LUCAS: The Justice Department has said that the decision to revise that original sentencing recommendation, that decision was made, they say, on Monday night, which would have been before President Trump ever tweeted about it. Ultimately, the decision is in Judge Amy Berman Jackson's hands.

DAVIS: And when does that decision come down?

LUCAS: Stone is going to be sentenced on February 20 - so next Thursday.

DAVIS: Ryan, you say that people you've talked to say it's unprecedented for the White House to weigh in on a case like this. And I would put this question to both of you - I mean, is there a sense that this is setting a new precedent now for this president who seems pretty emboldened in his actions in this moment?

LUCAS: Put it this way - if Trump had not tweeted at all and Barr had done this, this would have still raised significant questions about politicization of the DOJ...

DAVIS: Yeah.

LUCAS: ...Because the senior leadership at the Justice Department doesn't overrule line prosecutors when making sentencing recommendations in cases. That just doesn't happen. That is unheard of. That's why this is a problem. The president's side is one thing, and that takes you to the top guy in the land. But this, fundamentally, is something that the Justice Department did. It's the steps by the senior leadership of the Justice Department that have created this problem.

DAVIS: How much concern is there inside Main Justice that this could be a new normal?

LUCAS: It is a very large organization. There are tens of thousands of people who work for the Justice Department. Certainly, the question of the political independence of the Justice Department from the politics of this country is a long-standing concern - always has been, always will be - because of how important the rule of law is in this country. And these are people who have, by and large, dedicated their careers to preserving the rule of law and pursuing justice.

DAVIS: But, Tam, the president right now just seems so emboldened. If you just look at this rapid series of actions, it doesn't seem like he's going to slow down anytime soon.

KEITH: I mean, my question would be - when has he ever slowed down?

DAVIS: (Laughter) That's true.

KEITH: Like, I mean, yes, there was a...

DAVIS: But there's clearly been a shift.

KEITH: There was a 24-day day period where he didn't go out to the South Lawn and just hold court during the Senate trial, and he was, like, clearly being more cautious. And that is over, and he is going after his enemies, and his White House says he's going to go after his enemies or that they should face consequences. Like, that's all there.

DAVIS: Yeah. I mean, I would say from my corner of the universe on Capitol Hill, it's really interesting, too, because the acquittal had the sense of giving the president a feeling of vindication and, I think, even more power because Republicans on Capitol Hill made clear that they're not very interested in reining in the president. And even when he's taken these actions in recent days that continues to make them uncomfortable, they're even really hesitant to criticize them.

Senate Majority Leader Mitch McConnell yesterday was asked about the decisions that - the DOJ's decisions and he just said, I don't have an opinion on that. And Republicans are not engaging on this behavior, and I think that just serves - sends a message to the White House that he's not going to find a lot of pushback from within his own party if he continues to make these kind of decisions.

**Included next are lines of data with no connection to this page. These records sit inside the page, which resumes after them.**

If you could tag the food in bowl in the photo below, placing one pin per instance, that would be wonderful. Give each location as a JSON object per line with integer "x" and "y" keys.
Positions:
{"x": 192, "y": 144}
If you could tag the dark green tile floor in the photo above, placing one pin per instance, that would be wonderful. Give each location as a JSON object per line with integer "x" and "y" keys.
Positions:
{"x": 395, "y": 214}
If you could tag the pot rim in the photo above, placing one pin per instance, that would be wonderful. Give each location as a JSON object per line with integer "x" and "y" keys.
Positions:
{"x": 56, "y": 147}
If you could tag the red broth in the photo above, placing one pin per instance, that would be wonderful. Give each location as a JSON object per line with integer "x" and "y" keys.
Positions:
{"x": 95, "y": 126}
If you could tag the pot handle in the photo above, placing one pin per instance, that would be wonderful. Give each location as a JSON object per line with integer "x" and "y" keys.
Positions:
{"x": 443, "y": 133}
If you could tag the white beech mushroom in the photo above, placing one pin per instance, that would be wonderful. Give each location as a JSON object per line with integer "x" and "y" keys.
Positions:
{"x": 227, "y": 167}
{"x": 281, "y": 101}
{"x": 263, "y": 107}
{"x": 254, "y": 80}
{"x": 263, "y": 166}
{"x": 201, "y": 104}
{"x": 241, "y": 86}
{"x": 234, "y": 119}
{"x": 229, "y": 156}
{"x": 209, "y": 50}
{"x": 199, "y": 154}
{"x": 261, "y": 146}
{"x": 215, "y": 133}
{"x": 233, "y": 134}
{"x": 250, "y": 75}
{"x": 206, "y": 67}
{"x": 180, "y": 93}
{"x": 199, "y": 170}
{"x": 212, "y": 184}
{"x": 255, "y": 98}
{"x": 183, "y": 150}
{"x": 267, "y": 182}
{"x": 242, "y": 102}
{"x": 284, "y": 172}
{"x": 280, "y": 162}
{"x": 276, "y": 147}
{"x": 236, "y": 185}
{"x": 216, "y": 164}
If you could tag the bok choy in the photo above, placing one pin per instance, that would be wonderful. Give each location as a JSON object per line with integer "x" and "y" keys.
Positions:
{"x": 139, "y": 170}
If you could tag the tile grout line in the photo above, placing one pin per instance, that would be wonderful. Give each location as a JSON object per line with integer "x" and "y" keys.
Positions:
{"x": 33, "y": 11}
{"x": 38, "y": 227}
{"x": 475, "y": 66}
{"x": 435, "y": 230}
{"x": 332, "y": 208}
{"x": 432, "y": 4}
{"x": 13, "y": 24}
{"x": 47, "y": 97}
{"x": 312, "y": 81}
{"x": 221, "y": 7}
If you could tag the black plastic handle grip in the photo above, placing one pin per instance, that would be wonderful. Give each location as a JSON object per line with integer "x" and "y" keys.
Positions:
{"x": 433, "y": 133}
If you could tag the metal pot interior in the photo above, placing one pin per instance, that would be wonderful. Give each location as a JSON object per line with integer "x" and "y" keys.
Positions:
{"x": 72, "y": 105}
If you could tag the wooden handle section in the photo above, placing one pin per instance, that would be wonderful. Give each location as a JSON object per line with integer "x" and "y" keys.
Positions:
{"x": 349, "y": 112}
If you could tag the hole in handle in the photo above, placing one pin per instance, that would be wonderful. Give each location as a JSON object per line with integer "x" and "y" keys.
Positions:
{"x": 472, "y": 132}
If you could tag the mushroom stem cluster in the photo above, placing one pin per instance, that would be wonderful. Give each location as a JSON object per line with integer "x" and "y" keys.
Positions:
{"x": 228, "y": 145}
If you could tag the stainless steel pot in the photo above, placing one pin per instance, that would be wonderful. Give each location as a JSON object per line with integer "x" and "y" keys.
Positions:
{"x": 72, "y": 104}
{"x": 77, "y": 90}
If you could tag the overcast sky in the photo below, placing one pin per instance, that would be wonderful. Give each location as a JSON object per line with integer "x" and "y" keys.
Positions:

All right, we're going to leave it there for today. But if you're looking for more coverage, some of our friends on the NPR POLITICS team have been playing with other podcasts, and you can hear them there. Danielle Kurtzleben is on NPR's Throughline podcast this week. She's talking about the history of women running for president. And Scott Detrow was on a recent episode of Short Wave talking about the climate policies of some of the top 2020 contenders. You can find links to those in the show notes.

I'm Susan Davis. I cover Congress.

KEITH: I'm Tamara Keith. I cover the White House.

LUCAS: And I'm Ryan Lucas. I cover the Justice Department.

DAVIS: And thank you for listening to the NPR POLITICS PODCAST.